Y Xie1*, Y Chen2 , M Wickerhauser3 , J Deasy4 , (1-3) Washington University in St. Louis, St. Louis, MO, (4) Memorial Sloan Kettering Cancer Center, New York, NY


TU-C-17A-2 Tuesday 10:15AM - 12:15PM Room: 17A


Systematic and random geometrical shifts of target and normal tissues can lead to delivered doses being significantly worse than planned dose distributions. We developed new methods to make treatment plans robust against geometrical uncertainties.


We used prioritized prescription algorithms as a basis for development. Under the assumption that each structure moves rigidly, a 3-dimentional vector with a certain probability distribution was used to characterize the position of each structure. One important metric (e.g. mean dose for bladder) was selected to characterize the treatment quality for each structure. An additional optimization step was added to optimize both the mean of each priority objective function as well as the variance values, with respect to the uncertainty probability distributions, while retaining the good quality of the initial optimization results. This method was tested on 10 de-identified prostate treatment cases.

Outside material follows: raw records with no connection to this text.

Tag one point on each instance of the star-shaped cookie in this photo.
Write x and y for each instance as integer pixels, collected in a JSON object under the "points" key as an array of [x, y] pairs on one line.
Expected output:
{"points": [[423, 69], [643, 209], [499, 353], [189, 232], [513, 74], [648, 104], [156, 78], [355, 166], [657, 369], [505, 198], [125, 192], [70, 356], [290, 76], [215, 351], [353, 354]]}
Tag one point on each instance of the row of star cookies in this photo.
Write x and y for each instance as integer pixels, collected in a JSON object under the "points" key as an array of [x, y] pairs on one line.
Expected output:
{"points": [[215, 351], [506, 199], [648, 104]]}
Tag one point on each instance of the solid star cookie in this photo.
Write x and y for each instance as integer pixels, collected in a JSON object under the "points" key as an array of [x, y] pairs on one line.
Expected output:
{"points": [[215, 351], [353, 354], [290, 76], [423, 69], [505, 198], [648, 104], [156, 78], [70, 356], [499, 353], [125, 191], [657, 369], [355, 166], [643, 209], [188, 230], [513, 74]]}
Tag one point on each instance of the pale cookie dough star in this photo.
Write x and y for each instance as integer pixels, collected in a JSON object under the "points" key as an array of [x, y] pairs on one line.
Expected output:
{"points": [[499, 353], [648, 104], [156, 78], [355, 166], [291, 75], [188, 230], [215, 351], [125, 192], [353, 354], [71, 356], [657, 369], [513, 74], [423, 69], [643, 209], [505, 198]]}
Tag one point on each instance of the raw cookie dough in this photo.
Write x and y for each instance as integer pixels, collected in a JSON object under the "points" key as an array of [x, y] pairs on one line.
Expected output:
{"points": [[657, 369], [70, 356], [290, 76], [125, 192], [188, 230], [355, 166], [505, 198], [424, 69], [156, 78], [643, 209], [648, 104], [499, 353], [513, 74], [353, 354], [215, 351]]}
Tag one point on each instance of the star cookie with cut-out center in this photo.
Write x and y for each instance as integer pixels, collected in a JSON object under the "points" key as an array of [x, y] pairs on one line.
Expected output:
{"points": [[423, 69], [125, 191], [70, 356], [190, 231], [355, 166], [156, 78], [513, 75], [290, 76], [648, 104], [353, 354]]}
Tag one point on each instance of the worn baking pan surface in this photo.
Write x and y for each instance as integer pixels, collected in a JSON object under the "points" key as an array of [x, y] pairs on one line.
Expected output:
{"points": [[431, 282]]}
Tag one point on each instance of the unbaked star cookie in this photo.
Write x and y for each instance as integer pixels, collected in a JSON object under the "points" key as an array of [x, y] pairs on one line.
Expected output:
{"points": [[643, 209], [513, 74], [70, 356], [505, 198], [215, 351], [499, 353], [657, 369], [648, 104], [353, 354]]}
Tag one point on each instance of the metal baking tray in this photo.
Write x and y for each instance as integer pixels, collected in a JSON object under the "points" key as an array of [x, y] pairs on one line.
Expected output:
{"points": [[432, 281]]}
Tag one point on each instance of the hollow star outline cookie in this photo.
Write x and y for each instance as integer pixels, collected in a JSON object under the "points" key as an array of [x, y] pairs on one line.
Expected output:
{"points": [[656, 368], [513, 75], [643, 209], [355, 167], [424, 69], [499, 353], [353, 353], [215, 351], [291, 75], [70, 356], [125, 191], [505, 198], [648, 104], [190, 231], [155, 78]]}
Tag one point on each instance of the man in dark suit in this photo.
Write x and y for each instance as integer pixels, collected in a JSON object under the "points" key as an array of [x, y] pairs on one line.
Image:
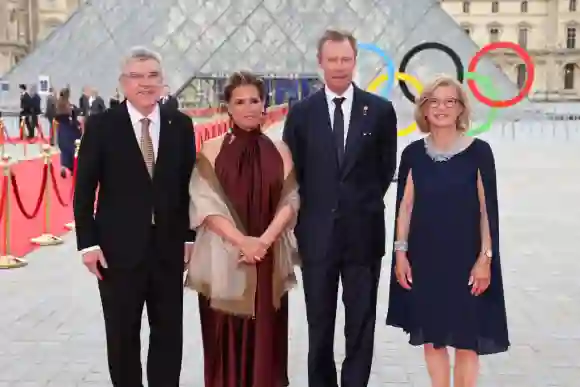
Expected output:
{"points": [[84, 105], [141, 159], [26, 110], [167, 101], [344, 144]]}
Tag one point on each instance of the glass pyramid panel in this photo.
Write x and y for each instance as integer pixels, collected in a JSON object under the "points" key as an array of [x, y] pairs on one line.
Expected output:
{"points": [[199, 38]]}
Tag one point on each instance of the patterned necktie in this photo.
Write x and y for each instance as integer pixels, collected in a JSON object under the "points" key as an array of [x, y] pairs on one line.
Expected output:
{"points": [[147, 145], [338, 128]]}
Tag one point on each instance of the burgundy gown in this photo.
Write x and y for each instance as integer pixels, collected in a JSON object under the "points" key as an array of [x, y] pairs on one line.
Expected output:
{"points": [[246, 351]]}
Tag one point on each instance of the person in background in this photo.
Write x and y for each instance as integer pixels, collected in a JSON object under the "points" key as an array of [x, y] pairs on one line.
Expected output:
{"points": [[26, 110], [167, 101], [36, 110], [446, 283], [96, 103], [50, 114], [115, 100], [84, 105], [68, 131]]}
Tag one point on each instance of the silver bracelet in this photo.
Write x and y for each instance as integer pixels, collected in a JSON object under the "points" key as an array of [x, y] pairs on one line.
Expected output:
{"points": [[401, 246]]}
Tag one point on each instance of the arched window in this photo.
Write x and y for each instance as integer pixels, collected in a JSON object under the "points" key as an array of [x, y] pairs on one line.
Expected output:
{"points": [[521, 74], [524, 7], [569, 71]]}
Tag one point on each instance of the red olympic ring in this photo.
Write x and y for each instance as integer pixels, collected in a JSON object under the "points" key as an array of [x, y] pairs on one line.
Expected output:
{"points": [[530, 72]]}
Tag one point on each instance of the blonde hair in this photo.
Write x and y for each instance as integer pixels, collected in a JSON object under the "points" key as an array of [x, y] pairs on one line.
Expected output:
{"points": [[464, 118]]}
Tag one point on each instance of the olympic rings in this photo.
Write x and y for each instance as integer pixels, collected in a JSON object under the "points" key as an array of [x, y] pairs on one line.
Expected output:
{"points": [[473, 78], [487, 85], [530, 70], [521, 52], [381, 79], [422, 47]]}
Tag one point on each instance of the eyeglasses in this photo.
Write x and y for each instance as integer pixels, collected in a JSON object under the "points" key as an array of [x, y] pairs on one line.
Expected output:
{"points": [[151, 77], [447, 102]]}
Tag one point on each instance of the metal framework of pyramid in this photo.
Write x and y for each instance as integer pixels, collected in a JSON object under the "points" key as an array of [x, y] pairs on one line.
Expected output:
{"points": [[208, 38]]}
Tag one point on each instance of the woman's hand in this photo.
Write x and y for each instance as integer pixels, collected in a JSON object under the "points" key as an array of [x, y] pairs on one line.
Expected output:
{"points": [[252, 250], [480, 275], [403, 270]]}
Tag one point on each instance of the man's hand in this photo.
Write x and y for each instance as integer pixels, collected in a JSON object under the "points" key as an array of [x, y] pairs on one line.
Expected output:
{"points": [[91, 259], [187, 255]]}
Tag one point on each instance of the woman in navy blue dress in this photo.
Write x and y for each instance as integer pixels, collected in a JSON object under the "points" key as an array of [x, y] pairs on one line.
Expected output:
{"points": [[446, 283]]}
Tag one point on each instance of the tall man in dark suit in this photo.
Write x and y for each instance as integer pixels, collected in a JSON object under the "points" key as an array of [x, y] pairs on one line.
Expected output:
{"points": [[344, 144], [141, 159]]}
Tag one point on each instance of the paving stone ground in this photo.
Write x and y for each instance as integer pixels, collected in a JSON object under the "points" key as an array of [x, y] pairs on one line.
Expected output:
{"points": [[52, 332]]}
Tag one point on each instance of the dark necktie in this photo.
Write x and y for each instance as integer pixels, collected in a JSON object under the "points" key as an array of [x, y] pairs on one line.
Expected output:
{"points": [[338, 128]]}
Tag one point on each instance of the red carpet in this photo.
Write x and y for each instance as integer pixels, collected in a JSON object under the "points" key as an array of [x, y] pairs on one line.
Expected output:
{"points": [[29, 178], [28, 175]]}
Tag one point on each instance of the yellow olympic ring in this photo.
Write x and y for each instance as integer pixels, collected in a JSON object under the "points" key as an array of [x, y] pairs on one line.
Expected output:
{"points": [[382, 78]]}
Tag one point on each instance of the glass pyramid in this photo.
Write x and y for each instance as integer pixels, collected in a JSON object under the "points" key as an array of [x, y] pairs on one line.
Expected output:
{"points": [[213, 38]]}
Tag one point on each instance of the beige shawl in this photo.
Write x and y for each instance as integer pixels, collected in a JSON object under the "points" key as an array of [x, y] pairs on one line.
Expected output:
{"points": [[213, 268]]}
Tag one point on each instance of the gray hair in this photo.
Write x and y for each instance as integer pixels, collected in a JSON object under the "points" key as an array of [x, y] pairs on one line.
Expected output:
{"points": [[140, 53]]}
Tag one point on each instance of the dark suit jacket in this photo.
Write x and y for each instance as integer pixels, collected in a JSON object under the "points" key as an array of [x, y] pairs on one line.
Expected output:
{"points": [[110, 158], [169, 104], [36, 104], [353, 192], [50, 111]]}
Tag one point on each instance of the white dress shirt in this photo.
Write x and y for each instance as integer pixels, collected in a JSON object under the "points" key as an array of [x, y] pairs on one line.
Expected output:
{"points": [[346, 107], [154, 129]]}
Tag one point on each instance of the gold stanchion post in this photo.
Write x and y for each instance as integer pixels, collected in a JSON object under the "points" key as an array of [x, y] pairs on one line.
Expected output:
{"points": [[71, 225], [47, 239], [8, 261]]}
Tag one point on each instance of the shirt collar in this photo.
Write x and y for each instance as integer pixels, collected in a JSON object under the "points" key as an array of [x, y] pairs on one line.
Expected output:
{"points": [[136, 117], [348, 94]]}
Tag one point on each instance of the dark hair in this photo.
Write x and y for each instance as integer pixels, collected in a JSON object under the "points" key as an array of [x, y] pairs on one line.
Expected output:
{"points": [[337, 36], [243, 78], [63, 105]]}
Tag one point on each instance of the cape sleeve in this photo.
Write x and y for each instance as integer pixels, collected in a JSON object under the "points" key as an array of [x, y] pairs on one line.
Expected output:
{"points": [[398, 313], [486, 165]]}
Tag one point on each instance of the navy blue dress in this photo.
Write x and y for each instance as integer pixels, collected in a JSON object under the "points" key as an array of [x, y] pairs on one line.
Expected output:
{"points": [[444, 244]]}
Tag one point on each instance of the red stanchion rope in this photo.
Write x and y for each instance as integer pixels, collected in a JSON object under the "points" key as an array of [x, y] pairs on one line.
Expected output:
{"points": [[4, 197], [40, 196], [55, 187]]}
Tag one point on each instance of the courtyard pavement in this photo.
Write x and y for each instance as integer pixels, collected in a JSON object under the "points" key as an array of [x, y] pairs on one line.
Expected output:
{"points": [[52, 331]]}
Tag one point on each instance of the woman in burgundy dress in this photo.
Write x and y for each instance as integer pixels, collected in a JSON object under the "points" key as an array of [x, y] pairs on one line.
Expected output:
{"points": [[244, 202]]}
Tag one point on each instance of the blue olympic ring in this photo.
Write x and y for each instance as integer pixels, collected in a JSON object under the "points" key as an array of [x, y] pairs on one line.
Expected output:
{"points": [[387, 62]]}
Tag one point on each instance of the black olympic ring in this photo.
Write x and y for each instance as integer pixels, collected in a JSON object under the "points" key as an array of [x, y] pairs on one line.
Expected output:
{"points": [[429, 46]]}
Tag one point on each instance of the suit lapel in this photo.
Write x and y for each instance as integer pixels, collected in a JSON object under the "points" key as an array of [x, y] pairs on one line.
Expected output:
{"points": [[128, 139], [164, 147], [355, 129]]}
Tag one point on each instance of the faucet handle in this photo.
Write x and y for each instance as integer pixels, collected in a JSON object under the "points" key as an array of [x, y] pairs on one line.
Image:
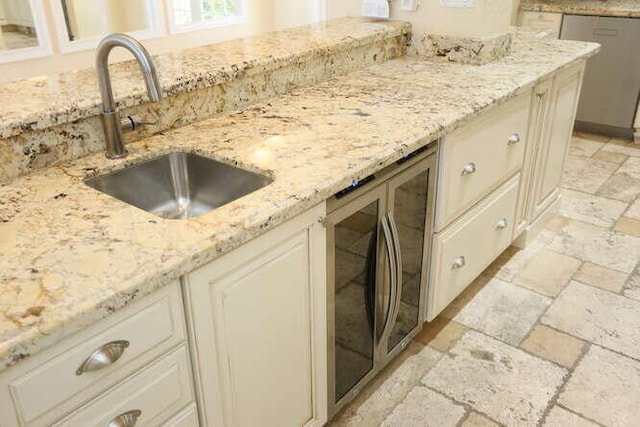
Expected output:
{"points": [[130, 123]]}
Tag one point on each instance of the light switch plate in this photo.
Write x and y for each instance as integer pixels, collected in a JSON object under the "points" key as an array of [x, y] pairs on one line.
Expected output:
{"points": [[409, 5], [456, 3]]}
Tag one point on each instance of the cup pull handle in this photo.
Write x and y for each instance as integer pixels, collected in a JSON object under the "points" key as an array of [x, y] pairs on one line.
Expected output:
{"points": [[469, 168], [514, 139], [128, 419], [458, 263], [105, 356]]}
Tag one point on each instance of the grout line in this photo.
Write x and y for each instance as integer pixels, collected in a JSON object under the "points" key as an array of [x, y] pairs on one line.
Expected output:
{"points": [[560, 405]]}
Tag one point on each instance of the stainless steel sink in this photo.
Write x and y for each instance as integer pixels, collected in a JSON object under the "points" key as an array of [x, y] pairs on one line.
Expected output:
{"points": [[179, 185]]}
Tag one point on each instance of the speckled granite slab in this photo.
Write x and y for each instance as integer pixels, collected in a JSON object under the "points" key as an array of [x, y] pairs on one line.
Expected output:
{"points": [[466, 50], [585, 7], [77, 255]]}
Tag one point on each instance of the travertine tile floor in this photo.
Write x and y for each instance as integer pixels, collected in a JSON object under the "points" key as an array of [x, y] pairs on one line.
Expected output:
{"points": [[547, 336]]}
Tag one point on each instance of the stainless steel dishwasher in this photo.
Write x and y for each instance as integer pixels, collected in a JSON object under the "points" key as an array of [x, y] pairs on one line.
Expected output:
{"points": [[612, 78], [379, 238]]}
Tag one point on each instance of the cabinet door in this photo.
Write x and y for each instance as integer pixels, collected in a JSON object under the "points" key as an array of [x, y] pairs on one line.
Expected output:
{"points": [[258, 317], [556, 131]]}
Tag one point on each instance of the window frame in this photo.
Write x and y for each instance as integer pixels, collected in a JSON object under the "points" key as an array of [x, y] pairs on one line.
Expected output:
{"points": [[42, 33], [228, 21], [154, 30]]}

Our optimization algorithm gave very good robust treatment plans consistently for the tested 10 prostate treatment cases, with almost the same robust quality as the traditional CTV-PTV method on targets but with much lower and more robust doses to sensitive structures, especially on structures very close or overlapping with PTV (the rectum and bladder). The method is computationally efficient: in average the method adds only 3 minutes to the overall optimization time (less than 5 minutes total time on a quad-core processor.)


An optimization algorithm, compatible with prioritized (or lexicographic) optimization, was designed to generate robust treatment plans against motion uncertainties. The method optimizes both the mean and variance values of relevant dose metrics (e.g. bladder mean dose) for all interesting structures. This new algorithm theoretically works for any existing IMRT optimization algorithm and thus has great potential to improve treatment plan robustness.